Xihan Xiong, Zhipeng Wang, Xi Chen, William Knottenbelt and Michael Huth

Papers from arXiv.org

Abstract: In the Proof of Stake (PoS) Ethereum ecosystem, users can stake ETH on Lido to receive stETH, a Liquid Staking Derivative (LSD) that represents staked ETH and accrues staking rewards. LSDs improve the liquidity of staked assets by facilitating their use in secondary markets, such as for collateralized borrowing on Aave or asset exchanges on Curve. The composability of Lido, Aave, and Curve enables an emerging strategy known as leverage staking, an iterative process that enhances financial returns while introducing potential risks. This paper establishes a formal framework for leverage staking with stETH and identifies 442 such positions on Ethereum over 963 days. These positions represent a total volume of 537,123 ETH (877m USD). Our data reveal that 81.7% of leverage staking positions achieved an Annual Percentage Rate (APR) higher than conventional staking on Lido. Despite the high returns, we also recognize the potential risks. For example, the Terra crash incident demonstrated that token devaluation can impact the market.

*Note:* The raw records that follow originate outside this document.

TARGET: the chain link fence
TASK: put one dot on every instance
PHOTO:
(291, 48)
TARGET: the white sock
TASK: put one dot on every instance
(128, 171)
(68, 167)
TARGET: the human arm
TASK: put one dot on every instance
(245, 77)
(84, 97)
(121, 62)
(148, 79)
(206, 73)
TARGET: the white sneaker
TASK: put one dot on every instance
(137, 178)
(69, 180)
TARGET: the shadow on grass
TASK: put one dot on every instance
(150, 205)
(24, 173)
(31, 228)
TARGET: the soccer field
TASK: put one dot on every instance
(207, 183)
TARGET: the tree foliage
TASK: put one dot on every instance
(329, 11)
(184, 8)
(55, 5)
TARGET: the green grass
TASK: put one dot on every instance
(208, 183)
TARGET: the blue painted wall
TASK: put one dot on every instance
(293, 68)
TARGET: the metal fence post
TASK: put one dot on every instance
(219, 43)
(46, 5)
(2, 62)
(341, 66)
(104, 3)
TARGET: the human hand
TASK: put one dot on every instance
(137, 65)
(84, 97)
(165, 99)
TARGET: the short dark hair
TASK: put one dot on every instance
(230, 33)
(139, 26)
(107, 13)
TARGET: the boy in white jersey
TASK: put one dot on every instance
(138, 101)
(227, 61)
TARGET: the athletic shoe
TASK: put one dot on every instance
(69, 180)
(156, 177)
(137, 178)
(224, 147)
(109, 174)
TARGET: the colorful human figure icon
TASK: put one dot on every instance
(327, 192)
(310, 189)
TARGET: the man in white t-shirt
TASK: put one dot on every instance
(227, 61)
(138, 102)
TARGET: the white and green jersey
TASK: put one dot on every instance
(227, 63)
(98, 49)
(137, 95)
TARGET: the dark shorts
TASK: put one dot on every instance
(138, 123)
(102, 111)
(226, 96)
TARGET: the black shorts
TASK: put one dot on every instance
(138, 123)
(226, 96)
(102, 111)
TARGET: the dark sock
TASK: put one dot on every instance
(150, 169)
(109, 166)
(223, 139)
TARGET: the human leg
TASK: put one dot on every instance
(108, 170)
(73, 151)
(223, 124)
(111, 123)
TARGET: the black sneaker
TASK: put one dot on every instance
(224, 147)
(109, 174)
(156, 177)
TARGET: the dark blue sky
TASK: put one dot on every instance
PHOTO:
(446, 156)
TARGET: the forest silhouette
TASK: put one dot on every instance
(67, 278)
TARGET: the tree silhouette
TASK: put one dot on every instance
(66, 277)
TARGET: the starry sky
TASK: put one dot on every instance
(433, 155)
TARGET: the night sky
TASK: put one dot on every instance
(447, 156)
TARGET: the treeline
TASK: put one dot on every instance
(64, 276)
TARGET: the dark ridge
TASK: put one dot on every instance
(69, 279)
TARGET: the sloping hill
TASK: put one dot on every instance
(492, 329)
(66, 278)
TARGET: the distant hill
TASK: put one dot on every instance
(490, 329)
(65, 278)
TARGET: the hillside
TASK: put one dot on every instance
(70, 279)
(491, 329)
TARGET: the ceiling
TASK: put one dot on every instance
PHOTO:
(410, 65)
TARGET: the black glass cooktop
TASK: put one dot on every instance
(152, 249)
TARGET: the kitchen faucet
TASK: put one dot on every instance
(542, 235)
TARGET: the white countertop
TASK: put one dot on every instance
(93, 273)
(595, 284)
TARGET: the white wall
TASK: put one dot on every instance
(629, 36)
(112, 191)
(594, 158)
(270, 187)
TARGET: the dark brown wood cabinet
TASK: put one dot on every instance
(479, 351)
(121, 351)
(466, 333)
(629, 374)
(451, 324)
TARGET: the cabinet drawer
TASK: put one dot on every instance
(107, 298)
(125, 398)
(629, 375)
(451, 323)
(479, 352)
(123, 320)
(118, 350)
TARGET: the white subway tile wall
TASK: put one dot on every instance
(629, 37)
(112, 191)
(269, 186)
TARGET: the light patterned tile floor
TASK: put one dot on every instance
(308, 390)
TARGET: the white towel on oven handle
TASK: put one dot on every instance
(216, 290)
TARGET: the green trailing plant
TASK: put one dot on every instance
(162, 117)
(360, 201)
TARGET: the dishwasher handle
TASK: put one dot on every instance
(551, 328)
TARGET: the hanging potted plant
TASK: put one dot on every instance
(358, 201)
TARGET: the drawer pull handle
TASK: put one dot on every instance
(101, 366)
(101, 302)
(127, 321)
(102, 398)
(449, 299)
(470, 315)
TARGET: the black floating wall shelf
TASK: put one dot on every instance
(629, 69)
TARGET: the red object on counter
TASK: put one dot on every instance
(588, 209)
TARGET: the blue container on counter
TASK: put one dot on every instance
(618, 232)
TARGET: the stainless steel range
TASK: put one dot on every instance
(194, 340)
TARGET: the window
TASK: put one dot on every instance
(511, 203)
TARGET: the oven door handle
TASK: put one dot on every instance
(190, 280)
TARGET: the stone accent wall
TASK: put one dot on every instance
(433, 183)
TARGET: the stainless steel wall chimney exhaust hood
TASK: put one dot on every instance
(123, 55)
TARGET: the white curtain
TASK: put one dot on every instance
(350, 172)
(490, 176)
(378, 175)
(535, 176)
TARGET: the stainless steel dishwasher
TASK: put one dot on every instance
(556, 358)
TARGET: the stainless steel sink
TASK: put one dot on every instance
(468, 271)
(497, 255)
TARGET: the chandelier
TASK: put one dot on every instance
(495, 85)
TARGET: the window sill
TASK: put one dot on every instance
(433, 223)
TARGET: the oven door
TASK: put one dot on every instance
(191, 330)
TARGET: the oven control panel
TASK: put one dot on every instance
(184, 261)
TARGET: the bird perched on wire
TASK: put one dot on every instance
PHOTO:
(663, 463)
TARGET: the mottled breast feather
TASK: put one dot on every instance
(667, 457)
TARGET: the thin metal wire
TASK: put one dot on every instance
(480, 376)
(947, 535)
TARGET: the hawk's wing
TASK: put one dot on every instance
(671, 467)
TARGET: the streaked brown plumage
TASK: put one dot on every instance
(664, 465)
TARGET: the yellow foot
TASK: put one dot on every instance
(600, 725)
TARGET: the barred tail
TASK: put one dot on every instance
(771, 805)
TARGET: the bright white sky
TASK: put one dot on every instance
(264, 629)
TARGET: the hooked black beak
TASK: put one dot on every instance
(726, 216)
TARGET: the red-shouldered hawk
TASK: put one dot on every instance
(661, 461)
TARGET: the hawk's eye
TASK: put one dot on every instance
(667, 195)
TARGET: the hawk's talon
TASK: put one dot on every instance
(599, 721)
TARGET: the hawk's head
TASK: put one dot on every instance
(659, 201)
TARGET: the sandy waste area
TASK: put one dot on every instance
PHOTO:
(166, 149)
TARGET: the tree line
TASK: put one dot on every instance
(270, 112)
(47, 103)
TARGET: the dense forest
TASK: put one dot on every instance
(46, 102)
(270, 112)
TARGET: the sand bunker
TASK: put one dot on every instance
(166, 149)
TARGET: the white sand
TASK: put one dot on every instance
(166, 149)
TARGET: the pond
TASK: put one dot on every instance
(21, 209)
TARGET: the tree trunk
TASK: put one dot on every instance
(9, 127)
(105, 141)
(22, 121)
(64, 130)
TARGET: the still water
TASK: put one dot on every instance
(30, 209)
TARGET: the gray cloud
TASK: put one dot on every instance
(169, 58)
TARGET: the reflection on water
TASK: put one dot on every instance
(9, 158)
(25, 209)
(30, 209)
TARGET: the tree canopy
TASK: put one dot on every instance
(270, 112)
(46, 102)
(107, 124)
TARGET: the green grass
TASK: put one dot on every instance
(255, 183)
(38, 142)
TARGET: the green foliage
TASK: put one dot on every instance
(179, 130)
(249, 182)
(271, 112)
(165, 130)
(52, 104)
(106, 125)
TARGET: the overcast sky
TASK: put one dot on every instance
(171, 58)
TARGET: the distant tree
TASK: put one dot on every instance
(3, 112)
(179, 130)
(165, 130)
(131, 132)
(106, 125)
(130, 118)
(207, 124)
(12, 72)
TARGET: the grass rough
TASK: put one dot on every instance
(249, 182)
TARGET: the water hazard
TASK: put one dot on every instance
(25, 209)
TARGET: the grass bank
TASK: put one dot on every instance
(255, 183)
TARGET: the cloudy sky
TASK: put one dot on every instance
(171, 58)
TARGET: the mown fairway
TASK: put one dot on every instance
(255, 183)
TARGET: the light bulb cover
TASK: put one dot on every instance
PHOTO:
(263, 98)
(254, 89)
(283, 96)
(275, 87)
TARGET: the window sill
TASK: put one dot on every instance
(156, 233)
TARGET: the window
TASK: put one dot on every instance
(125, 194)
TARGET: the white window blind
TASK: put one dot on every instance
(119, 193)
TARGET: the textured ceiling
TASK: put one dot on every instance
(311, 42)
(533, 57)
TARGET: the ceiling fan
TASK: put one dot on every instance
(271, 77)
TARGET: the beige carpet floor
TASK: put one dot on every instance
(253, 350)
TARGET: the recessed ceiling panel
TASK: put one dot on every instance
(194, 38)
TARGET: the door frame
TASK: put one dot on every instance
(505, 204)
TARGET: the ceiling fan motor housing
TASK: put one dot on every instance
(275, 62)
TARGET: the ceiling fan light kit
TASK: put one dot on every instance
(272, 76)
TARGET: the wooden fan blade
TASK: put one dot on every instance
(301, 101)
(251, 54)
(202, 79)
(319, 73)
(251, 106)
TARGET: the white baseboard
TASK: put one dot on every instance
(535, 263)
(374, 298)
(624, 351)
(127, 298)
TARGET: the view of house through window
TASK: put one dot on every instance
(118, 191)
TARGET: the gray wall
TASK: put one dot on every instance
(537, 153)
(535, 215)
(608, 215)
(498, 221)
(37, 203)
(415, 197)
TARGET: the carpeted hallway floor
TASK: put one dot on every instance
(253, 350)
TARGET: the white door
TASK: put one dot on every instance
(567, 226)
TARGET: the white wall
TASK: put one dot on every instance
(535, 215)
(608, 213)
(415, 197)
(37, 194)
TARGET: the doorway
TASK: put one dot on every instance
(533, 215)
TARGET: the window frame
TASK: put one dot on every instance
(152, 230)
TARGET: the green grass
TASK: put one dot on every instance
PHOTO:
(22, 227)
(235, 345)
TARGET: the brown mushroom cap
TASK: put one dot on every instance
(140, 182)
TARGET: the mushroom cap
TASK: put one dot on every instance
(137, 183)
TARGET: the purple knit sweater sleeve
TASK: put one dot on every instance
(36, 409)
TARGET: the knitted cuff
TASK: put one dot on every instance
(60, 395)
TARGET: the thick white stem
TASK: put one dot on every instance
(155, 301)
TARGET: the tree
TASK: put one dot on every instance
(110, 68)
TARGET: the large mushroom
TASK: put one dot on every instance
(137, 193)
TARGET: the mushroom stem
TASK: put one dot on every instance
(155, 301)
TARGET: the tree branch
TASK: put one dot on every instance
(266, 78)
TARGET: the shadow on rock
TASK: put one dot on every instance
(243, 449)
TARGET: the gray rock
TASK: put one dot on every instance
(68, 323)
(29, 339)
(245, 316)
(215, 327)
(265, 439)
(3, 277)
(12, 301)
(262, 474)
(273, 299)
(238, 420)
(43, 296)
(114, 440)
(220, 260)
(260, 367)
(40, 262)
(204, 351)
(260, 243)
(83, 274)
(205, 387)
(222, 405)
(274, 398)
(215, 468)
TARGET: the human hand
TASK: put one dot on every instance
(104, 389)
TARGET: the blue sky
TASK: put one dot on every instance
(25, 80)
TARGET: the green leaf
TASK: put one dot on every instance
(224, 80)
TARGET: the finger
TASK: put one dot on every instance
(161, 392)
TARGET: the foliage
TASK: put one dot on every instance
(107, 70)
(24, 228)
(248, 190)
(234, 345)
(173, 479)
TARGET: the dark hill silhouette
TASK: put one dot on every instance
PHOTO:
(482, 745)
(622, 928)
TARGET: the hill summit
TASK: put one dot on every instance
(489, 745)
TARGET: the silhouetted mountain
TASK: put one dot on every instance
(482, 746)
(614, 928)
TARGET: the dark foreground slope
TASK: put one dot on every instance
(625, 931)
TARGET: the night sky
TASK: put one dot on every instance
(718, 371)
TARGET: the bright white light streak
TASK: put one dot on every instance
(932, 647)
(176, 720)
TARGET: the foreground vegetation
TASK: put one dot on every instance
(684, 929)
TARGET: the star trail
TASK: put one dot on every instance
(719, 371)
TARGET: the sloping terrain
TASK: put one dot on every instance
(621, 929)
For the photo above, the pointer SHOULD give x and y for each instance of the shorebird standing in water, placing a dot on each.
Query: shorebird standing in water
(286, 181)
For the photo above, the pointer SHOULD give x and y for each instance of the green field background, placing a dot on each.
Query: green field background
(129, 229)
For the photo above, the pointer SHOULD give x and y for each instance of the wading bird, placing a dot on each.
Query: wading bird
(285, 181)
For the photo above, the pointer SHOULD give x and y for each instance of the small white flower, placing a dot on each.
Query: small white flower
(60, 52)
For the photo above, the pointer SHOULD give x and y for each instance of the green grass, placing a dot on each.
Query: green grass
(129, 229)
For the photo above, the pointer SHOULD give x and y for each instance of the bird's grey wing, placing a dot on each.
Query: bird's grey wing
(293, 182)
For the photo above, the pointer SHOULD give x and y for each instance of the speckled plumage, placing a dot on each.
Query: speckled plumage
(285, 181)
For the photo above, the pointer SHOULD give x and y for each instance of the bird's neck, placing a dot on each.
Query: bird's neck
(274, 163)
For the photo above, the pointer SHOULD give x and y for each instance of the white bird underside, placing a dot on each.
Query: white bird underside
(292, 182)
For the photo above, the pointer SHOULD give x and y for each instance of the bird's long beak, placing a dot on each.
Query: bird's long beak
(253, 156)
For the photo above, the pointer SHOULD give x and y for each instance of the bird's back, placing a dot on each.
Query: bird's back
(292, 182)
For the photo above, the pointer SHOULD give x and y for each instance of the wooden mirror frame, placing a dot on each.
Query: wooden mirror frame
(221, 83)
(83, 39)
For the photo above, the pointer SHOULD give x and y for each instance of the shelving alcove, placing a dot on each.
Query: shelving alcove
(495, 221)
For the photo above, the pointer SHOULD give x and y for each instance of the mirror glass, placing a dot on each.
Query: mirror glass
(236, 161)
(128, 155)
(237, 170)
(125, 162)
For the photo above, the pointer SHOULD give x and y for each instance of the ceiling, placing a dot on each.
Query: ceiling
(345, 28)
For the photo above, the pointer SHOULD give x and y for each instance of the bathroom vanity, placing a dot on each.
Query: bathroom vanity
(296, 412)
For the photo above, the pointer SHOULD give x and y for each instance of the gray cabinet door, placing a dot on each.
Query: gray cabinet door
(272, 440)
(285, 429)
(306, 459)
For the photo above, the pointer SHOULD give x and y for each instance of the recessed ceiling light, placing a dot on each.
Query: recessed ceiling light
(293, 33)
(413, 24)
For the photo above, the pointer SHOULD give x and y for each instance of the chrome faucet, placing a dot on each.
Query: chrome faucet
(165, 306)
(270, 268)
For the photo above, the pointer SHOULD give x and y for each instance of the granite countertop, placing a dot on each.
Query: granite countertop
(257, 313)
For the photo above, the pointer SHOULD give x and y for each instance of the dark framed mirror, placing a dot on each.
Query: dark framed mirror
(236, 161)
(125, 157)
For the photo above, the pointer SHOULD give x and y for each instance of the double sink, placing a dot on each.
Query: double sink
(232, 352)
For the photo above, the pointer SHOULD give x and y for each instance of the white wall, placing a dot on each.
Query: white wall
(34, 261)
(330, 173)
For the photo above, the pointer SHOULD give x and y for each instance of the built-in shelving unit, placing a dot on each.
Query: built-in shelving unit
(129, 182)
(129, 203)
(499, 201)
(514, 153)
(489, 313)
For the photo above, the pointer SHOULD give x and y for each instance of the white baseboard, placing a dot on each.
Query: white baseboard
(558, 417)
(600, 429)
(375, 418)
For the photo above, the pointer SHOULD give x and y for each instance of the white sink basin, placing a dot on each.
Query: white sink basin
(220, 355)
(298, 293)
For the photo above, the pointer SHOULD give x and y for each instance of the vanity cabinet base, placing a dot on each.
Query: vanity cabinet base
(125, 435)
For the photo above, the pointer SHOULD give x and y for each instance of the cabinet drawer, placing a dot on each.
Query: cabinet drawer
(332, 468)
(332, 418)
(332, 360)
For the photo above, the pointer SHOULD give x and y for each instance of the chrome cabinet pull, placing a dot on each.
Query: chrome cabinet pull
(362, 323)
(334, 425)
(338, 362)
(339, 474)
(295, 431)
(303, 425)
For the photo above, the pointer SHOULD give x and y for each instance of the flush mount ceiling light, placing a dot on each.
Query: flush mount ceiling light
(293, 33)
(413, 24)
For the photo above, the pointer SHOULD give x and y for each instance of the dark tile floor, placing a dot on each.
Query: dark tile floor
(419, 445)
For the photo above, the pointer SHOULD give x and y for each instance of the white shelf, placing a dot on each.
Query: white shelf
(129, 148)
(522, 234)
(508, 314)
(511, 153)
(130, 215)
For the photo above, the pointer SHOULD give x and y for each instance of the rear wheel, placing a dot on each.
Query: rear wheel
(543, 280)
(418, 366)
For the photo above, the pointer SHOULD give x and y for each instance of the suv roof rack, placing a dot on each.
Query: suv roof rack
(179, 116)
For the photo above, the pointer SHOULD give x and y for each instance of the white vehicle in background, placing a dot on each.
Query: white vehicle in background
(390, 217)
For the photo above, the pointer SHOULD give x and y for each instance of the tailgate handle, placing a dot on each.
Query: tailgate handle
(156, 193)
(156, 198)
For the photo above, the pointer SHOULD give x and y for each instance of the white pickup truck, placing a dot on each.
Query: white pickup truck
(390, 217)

Therefore, we conduct stress tests under extreme conditions of significant stETH devaluation to evaluate the associated risks. Our simulations reveal that leverage staking amplifies the risk of cascading liquidations by triggering intensified selling pressure through liquidation and deleveraging processes. Furthermore, this dynamic not only accelerates the decline of stETH prices but also propagates a contagion effect, endangering the stability of both leveraged and ordinary positions.